We’re never quite sure how a new airbnb rental will work out until we turn the key.


Here’s the main photo from the listing for our Cadiz apartment.

Screenshot 2018-01-14 at 11.34.17 AM

Not too impressive, right?  Here are some more pics from the airbnb listing.


Here are some of the things I’m looking for.

  1. Basics, like a decent bathroom and bedroom.  I like to find a place with an extra bedroom so we invite friends and family from home to spend some time with us.
  2. Kitchen essentials are a larger than dorm room refrigerator, and reasonable facilities for cooking meals in the apartment.  We do that frequently, especially to take best advantage of the great food markets here.
  3. Wireless internet.  The problem is that lots of places advertise wireless internet, but have only very minimal connections.  It seems that without including this amenity, airbnb apartments are hard to rent, so the owners add the cheapest, slowest support possible.  This tends to be frustrating for people who are used to fast, streaming connections (me).
  4. Location, and especially noise concerns.  Airbnb does not reveal the actual street address of its listings until after the booking, so you have only a general idea of where the location.  However, you can judge to some extent how far it is to places you’d like to visit, and have some idea whether it will have good access to transportation.  Noise concerns are most easily assessed by:
  5. Feedback from users.  I want to see pretty overwhelmingly positive feedback, and it’s also important that the apartment owners respond to comments and seem engaged in keeping their renters happy.  I always carefully read the comments, because there are many things revealed there that are not apparent from the listing, such as neighborhood noise levels, any problems with heating or cooling systems, etc.
  6. What floor is it on?  Is there an elevator?  I try to avoid daily use of elevators, but they sure come in handy for moving luggage and groceries.
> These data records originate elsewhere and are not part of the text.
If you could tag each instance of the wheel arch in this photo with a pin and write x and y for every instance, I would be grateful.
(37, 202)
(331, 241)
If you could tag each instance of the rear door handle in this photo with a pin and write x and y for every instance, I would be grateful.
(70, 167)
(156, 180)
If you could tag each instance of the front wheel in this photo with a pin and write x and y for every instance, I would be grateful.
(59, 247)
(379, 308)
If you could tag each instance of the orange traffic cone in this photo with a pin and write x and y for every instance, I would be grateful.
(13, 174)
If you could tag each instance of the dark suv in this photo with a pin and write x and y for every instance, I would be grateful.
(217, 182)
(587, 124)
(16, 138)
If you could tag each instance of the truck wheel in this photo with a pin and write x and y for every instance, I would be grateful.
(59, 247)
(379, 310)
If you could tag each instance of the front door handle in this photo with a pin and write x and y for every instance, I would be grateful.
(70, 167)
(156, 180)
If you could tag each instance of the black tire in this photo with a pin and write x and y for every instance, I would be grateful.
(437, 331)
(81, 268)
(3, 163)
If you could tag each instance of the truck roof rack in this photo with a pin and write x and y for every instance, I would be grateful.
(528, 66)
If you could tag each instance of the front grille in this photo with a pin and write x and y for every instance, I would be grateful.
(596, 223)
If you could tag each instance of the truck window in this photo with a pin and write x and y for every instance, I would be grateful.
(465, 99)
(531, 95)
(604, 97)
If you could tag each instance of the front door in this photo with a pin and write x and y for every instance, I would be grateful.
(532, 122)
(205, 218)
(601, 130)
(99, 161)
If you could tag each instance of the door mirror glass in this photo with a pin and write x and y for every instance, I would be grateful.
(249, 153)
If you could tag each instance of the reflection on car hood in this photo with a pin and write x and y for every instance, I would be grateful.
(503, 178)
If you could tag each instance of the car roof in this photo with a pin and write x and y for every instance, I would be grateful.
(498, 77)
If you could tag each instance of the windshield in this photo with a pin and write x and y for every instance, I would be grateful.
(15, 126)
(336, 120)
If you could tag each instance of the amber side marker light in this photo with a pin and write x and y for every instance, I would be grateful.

So, how is this year’s Cadiz apartment turning out?  Here’s our front door.


Up the street.


Down the street.


Only one flight to climb.


So, how is the Cadiz apartment?  Well, the word I’d choose is “workable”.  We’ve had better.

  • The bed is comfy, and we’d sleep well if it weren’t noisy at night.  The ear plugs are helping.
  • The kitchen is mainly usable, though Mary is finding it hard to make friends with the push button stove.  The fridge is adequate, but turns out what I thought in the listing picture was the oven is actually a dishwasher.  We’d much rather have the oven.
  • The place is reasonably clean, though not particularly well-equipped to be kept clean.
  • Cooking utensils are just barely usable.  This could be fixed for just a little money.
  • There is no central heating, and the weather is cold enough to miss it.  I think it’s common in this climate to get by with just auxiliary heat sources, but the electric heater is not really big enough to do a good job.
  • Our location is fine, but it’s hard to find a bad location in a city as compact as Cadiz.  The best part is being close to the ocean.


So, like I said, workable.  Maybe I’ll do better with the apartments in Cordoba and Madrid.